Thursday, January 26, 2017

Mardi Gras Massacre, Aztec Psycho vs. Women of the Night

As New Orleans prepares for Mardi Gras, perhaps 1978's "Mardi Gras Massacre" can act as a training video.  Gratuitous, in violence and nudity, to the max, this film captures the essence of this Big Easy celebration...frivolity and decadence.  With over-the-top gore and misogyny, our film today teeters on a corny romance and a horror gore-fest in which lovely women have their organs torn out of their torsos.  True, some may darkly call this an appropriate metaphor for the festivities occurring in this historic city just before Lent.
For the most part, Aztec High Priest-wannabes are a valuable ingredient in an ever diverse society.  However...when Mardi Gras appears on their calendar, it is possible for anti-social behavior to manifest. Such happens here as John (William Metzo) walks into a bar (, not a joke) and asks for the most evil prostitute in the room. In the first instance he brings Shirley (Laura Misch Owens) home, has her strip, ties her to an altar, dons Aztec garb, rubs sacred oil all over her, and cuts her abdomen before reaching in and yanking her heart out.  This scene is repeated with more prostitutes later on.
The New Orleans Police are on the case, more specifically Detective Hebert ( Curt Dawson). Following up on clues takes a back seat to finding dates for our horny detective. Instead of questioning Shirley's prostitute pals, Hebert starts romancing her pal Sherry (Gwen Arment).
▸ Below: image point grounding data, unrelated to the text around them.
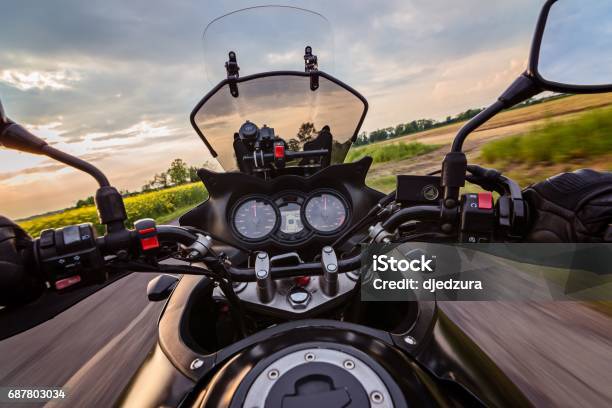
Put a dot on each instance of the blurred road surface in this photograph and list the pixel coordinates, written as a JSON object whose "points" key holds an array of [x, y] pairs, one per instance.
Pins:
{"points": [[91, 349], [559, 354]]}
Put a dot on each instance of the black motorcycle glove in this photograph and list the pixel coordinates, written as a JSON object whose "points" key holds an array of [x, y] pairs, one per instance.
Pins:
{"points": [[20, 283], [571, 207]]}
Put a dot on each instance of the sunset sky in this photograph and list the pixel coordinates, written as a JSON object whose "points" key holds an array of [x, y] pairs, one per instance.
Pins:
{"points": [[114, 82]]}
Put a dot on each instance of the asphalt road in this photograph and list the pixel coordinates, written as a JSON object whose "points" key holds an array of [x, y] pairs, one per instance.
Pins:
{"points": [[559, 354], [91, 349]]}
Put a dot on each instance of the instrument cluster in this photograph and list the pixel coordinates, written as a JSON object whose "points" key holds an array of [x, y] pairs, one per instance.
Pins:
{"points": [[289, 216]]}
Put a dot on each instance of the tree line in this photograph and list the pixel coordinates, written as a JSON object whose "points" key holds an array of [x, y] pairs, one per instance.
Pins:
{"points": [[414, 126], [179, 172]]}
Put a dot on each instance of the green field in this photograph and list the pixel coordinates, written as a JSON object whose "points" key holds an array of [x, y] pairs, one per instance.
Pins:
{"points": [[382, 153], [587, 136], [161, 205]]}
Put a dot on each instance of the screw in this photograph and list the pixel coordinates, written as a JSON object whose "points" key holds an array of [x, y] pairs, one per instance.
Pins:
{"points": [[376, 397], [197, 363], [410, 340]]}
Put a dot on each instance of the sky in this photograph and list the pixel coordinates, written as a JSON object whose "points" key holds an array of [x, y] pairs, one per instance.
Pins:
{"points": [[114, 82]]}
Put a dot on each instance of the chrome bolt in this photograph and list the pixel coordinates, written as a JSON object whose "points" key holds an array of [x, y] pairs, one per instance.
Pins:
{"points": [[273, 374], [196, 363], [348, 364], [410, 340], [376, 397]]}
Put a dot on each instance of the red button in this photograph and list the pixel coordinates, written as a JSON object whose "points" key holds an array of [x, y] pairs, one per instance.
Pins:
{"points": [[485, 201], [149, 243], [302, 281], [64, 283], [279, 151]]}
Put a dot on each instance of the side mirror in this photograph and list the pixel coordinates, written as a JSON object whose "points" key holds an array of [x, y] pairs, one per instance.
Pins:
{"points": [[160, 287], [3, 118], [572, 47], [570, 53]]}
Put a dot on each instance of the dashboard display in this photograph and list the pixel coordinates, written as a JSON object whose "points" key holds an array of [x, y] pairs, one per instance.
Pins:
{"points": [[291, 220], [255, 218], [325, 212]]}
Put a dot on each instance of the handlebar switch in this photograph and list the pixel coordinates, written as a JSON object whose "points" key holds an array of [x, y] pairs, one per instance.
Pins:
{"points": [[477, 218], [329, 280], [266, 287], [69, 256], [147, 234], [279, 154]]}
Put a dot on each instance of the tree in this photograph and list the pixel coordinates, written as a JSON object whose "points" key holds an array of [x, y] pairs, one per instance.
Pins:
{"points": [[83, 203], [306, 132], [193, 174], [293, 144], [178, 172], [160, 180]]}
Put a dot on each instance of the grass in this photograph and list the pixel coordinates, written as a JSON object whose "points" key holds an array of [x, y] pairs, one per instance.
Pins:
{"points": [[386, 184], [164, 219], [390, 152], [161, 205], [587, 136]]}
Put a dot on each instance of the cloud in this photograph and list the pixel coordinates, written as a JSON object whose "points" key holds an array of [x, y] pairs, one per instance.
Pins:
{"points": [[115, 81], [26, 80]]}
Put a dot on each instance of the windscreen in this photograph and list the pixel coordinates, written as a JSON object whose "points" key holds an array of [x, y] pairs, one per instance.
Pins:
{"points": [[286, 103], [267, 38]]}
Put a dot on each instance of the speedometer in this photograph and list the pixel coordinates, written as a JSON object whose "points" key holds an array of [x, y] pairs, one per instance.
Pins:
{"points": [[325, 212], [255, 218]]}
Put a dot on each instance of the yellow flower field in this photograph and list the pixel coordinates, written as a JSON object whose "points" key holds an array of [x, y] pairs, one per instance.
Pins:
{"points": [[146, 205]]}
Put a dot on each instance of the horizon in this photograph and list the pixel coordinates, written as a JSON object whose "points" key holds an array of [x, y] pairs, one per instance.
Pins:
{"points": [[117, 90]]}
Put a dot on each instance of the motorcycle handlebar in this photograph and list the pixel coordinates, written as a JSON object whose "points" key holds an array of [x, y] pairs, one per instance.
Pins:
{"points": [[288, 155]]}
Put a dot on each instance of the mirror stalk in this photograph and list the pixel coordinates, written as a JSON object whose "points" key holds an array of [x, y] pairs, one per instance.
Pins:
{"points": [[111, 209], [455, 163]]}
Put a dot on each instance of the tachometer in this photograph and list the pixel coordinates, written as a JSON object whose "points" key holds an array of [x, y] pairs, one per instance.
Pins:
{"points": [[325, 212], [255, 218]]}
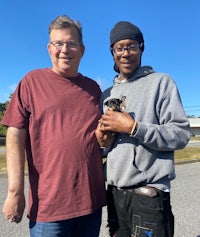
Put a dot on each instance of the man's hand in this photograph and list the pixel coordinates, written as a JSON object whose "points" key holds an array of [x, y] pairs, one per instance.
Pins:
{"points": [[105, 139], [14, 206], [116, 122]]}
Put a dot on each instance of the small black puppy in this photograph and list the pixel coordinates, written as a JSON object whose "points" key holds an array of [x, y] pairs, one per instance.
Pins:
{"points": [[115, 104]]}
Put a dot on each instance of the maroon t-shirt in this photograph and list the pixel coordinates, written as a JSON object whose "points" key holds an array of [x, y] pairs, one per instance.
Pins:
{"points": [[65, 167]]}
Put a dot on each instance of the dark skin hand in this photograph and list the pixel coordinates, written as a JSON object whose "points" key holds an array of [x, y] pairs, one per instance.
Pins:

Sherry and Hebert fall in love.  They laugh...they frolic...they have lots of pre-marital sex...and yes, they eat lots of beignets  at Cafe Du Monde. As John continues to go through prostitutes like crap through a goose, we sense that he has something grand planned for Fat Tuesday.  Is Sherry part of this plan? If she is, will Hebert begin tracking down clues?
Is the judgmental portrayal of Aztecs a mere example of the establishment Catholic bias against religions using human sacrifice?  Is the prostitution trade in New Orleans a more exact way of finding a date for cops than  With lots of ominous gore and shoddy camera work, "Mardi Gras Massacre" went down as a 1970s drive-in favorite.  Not for the weak of stomach, but a great elixir for those of you who were dragged to see "La La Land."